A Promessa

A Promessa

Por Camila Cristina Crosgnac Fracalossi


Aquelas lágrimas se esvaíam mais uma vez. Lembrava-se como nunca daquela mesma promessa, única coisa que ele tinha lhe deixado, único modo como ele a tinha marcado pela eternidade. O código genético que herdara não parecia ter a menor importância, e ela decidira jogar fora aqueles valores que as atitudes dele lhe tinham transmitido: eles eram repugnantes e assim ela os trataria. No entanto, ainda assim, tinha alguma coisa dele: a vergonha de si mesma por olhar-se no espelho e ainda poder encontrá-lo, mesmo vinte anos depois daquela promessa. Não, ela nunca seria capaz de esquecer a mágoa e o ódio pelas suas mentiras; talvez por isso ainda o encontrasse em seus oblíquos olhos cor de mel sempre tão elogiados. Elogios, elogios, elogios: quem precisava deles? Ela os odiava com uma força sobrehumana, tamanhas eram as más lembranças por eles trazidas.
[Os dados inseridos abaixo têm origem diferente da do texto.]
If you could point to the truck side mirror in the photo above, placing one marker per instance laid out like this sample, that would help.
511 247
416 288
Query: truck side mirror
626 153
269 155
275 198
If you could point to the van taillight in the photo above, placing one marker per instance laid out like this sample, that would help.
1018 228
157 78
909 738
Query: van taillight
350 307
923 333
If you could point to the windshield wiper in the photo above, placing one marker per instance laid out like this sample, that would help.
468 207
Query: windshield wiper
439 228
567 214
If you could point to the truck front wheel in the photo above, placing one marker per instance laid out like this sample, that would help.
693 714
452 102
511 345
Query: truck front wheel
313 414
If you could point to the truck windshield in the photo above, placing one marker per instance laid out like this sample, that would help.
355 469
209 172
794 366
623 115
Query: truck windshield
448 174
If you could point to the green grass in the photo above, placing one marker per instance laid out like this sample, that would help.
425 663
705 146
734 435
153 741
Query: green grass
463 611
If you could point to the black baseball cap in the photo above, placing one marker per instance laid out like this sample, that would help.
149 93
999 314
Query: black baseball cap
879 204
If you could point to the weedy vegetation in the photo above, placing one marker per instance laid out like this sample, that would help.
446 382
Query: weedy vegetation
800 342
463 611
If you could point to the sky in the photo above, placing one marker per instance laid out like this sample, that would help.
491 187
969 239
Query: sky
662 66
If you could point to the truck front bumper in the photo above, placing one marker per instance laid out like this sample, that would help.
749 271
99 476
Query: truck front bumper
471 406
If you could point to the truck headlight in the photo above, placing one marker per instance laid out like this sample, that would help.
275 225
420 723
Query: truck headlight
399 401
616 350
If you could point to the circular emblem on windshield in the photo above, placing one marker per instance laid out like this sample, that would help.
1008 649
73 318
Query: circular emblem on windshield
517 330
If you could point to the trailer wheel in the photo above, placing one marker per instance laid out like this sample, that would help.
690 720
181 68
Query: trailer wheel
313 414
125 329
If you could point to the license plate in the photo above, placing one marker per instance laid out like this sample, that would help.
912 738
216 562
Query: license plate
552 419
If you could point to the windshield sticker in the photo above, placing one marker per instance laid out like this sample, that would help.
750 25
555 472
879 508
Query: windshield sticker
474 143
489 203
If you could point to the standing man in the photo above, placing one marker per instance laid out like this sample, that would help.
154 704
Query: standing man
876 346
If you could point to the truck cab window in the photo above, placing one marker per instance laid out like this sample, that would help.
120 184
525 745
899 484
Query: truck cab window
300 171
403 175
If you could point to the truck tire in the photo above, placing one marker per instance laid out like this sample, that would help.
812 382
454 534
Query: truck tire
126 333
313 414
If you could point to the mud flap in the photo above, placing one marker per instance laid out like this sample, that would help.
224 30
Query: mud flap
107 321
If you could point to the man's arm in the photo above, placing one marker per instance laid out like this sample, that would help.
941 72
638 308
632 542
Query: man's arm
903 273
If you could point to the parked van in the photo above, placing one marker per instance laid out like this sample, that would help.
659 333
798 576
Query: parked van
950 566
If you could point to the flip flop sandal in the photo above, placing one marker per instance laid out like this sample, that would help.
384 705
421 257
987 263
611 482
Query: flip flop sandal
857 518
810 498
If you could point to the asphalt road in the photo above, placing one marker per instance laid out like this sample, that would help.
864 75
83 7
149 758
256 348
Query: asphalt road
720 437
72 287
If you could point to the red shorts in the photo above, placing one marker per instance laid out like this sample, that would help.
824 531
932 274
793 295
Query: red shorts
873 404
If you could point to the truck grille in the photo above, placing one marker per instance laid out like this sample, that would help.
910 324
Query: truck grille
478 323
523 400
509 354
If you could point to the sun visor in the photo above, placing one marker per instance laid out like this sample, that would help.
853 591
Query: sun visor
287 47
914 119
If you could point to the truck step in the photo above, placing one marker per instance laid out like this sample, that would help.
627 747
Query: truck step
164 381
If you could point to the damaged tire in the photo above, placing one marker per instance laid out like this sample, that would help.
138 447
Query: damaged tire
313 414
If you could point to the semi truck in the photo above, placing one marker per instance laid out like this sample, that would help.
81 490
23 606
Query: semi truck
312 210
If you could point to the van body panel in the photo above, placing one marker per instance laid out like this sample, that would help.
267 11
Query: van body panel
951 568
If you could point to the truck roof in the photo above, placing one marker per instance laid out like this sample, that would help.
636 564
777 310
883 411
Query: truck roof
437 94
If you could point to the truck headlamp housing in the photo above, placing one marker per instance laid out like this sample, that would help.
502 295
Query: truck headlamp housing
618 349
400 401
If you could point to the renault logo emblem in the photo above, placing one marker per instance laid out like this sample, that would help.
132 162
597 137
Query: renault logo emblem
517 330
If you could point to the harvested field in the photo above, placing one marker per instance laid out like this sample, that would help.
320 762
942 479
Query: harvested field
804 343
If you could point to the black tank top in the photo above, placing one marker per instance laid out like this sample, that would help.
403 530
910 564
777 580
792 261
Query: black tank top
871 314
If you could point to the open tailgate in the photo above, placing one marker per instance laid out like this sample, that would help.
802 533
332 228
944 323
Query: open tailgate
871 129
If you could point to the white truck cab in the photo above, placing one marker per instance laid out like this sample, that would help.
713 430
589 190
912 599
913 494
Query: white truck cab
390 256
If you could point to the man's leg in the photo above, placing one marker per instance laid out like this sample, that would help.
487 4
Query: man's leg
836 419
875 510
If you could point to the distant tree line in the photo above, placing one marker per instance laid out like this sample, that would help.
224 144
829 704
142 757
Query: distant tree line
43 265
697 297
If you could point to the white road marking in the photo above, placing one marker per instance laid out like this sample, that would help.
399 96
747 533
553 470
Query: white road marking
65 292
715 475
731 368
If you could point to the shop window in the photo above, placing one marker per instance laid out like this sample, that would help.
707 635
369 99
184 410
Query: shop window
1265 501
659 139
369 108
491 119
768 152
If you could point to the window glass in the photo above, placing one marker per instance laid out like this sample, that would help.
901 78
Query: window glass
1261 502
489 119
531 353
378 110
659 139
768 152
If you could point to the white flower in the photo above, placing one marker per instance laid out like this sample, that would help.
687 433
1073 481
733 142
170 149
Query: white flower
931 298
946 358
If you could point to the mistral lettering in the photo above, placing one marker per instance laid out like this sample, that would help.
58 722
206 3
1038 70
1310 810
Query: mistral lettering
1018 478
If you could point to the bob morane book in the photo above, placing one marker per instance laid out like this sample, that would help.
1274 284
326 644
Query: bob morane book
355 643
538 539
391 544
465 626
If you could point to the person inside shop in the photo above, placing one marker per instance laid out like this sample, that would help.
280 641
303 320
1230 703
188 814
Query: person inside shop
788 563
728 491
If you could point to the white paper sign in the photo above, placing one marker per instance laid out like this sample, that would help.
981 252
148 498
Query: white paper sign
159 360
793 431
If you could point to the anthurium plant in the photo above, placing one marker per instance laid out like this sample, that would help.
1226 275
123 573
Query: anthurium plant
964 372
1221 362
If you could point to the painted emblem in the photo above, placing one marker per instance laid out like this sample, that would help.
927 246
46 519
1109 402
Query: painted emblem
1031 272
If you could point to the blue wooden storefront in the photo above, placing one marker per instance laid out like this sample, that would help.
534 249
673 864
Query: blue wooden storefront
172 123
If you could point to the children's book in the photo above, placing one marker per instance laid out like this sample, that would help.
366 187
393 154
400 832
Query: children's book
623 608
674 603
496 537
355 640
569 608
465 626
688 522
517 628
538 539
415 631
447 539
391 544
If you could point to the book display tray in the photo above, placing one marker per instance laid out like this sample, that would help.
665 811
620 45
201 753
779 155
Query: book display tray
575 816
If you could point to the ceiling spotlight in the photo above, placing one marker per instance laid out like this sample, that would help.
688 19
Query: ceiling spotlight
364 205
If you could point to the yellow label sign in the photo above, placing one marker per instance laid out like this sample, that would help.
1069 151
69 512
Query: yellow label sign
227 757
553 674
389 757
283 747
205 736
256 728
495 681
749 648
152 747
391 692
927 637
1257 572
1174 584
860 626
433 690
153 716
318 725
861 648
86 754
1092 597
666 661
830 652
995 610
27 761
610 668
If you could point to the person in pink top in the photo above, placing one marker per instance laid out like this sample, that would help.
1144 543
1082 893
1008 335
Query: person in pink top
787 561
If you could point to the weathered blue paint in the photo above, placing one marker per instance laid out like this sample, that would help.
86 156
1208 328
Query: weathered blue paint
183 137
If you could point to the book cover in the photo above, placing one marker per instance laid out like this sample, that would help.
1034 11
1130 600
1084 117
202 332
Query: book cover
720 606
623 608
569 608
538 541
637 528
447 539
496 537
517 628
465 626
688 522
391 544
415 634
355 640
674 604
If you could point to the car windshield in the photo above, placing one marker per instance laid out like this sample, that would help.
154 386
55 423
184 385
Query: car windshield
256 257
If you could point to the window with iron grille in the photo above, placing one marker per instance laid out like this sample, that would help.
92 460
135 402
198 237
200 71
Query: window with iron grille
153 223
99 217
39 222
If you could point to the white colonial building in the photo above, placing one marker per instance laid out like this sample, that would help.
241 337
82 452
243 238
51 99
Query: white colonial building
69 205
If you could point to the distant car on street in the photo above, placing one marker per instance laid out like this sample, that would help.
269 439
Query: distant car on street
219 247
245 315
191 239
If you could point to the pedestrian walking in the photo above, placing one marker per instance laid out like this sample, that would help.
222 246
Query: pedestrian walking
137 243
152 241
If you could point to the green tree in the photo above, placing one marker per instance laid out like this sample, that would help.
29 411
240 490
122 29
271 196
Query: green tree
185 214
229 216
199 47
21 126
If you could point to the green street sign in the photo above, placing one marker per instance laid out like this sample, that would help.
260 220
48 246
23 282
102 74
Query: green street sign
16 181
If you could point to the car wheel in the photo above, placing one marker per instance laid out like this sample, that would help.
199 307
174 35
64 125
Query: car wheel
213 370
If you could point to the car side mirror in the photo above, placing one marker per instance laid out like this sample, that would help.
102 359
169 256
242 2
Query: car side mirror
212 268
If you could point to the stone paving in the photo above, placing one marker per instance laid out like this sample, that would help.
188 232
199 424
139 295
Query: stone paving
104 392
“Você tem os olhos de seu pai, os mesmos belos olhos! Um dia, vai ser como ele!”, diziam em sua infância. Realmente, ela tinha partes dele. Ela agia como ele, de forma repugnante, e repugnava-se mais ainda por isso. Enquanto ele pagava por seus erros, apodrecendo em tristeza e melancolia em uma cama, ela pagava os seus sendo obrigada a cuidar dele. Ele não mais podia falar e ela tampouco lhe dizia algo, mas via em seus olhos, tão oblíquos quanto os dela, o pedido eterno de desculpas sinceras. Enxergava através deles, mas aqueles olhos lhe faziam enxergar seus próprios demônios, refletidos naquelas orbes tão sofridas, e ela se via incapaz de perdoá-lo como era incapaz de perdoar a si mesma.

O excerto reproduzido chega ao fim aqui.